22. The method of claim 21, wherein the trained machine learning model is a large language model (LLM).
23. The method of claim 21, further comprising storing, in a database, a tuple for controlling a decision-making process of the agent for generating the set of tasks.
24. The method of claim 23, further comprising:
in response to receiving at least one of a new prompt input or a new scientific query, autonomously adapt the decision-making process of the agent by retraining, by the one or more processors, the agent object with the stored tuple.
25. The method of claim 23, further comprising:
loading, by the one or more processors, a current tuple for controlling a decision-making process of the agent for generating a current set of tasks into working memory;
retrieving, by the one or more processors, the stored tuple from a database, wherein a similarity score between the current tuple and a stored threshold is above a threshold; and
updating, by the one or more processors, the current set of tasks with the set of tasks associated with the stored tuple.
26. The method of claim 21, further comprising:
receiving, by the one or more processors, context information corresponding to the prompt input; and
injecting, by the one or more processors, the context information to the prompt input and/or to the AI agent.
27. The method of claim 21, further comprising:
determining, by the one or more processors and the AI agent, one or more tools to execute the set of tasks based on available processing resources.
28. The method of claim 21, wherein determining one or more tools to execute the set of tasks based on available memory resources includes determining an amount of memory required by a tool of the one or more tools to execute the set of tasks is less than a threshold amount of memory causing a memory failure.
29. The method of claim 21, further comprising:
receiving, by the one or more processors, updated available memory resources; and
executing, by the one or more processors, the set of tasks based on the updated available memory resources.
30. The method of claim 27, further comprising:
dynamically switching, by the one or more processors, a current machine learning model used to execute the set of tasks to another machine learning model based on the updated available memory resources.
31. The method of claim 30, wherein the another trained machine learning model is a quantized version of the current trained machine learning model, wherein the quantized version of the another trained machine learning model uses less memory resources than the current trained machine learning model.
32. The method of claim 21, further comprising:
determining, by the one or more processors and based on the scientific query and the output data, that additional processing of the output data is required.

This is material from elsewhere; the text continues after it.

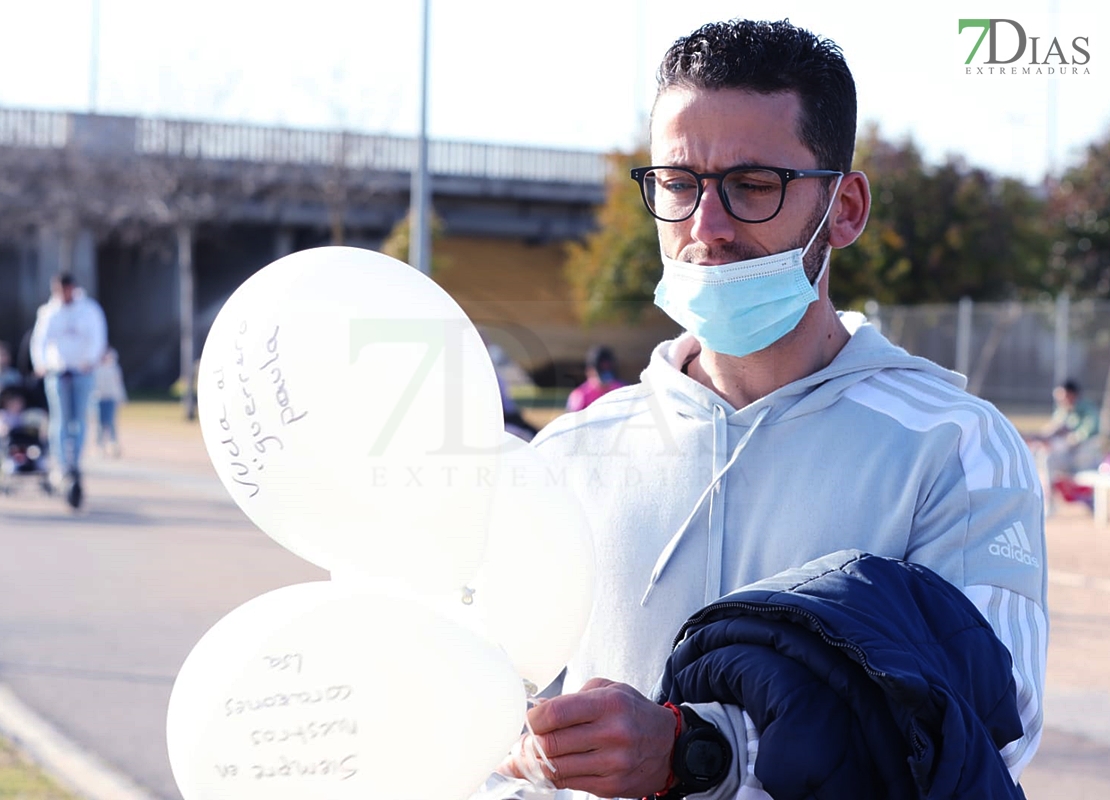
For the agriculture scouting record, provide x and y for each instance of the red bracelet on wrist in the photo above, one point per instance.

33. The method of claim 21, further comprising:
selecting, by the one or more processors and the AI agent and based on the available computing resources and prompt input, a second agent including a second trained machine learning model; and
executing, by the one or more processors and the second agent, one or more tasks in the set of tasks.
34. The method of claim 32, wherein the second trained machine learning model is a multimodal machine learning model.
35. The method of claim 34, wherein the at least one of (i) the output data, (ii) the observation, or (iii) the ranked listing is a multimodal output.
36. The method of claim 34, wherein the second trained machine learning model is trained to generate a graphical representation of the output data corresponding to the scientific query.
37. The method of claim 36, wherein the graphical representation of the output data is a plot of the output data.
38. The method of claim 1, further comprising:
determining, by the one or more processors, a relevance of each observation of the output data to the prompt input; and
ranking, by the one or more processors, the observations of the output data from most relevant to least relevant to the prompt input.
39. The method of claim 21, wherein the set of tasks includes generating a set of executable code.
40. The method of claim 21, wherein the set of tasks are executed in an exascale computing environment.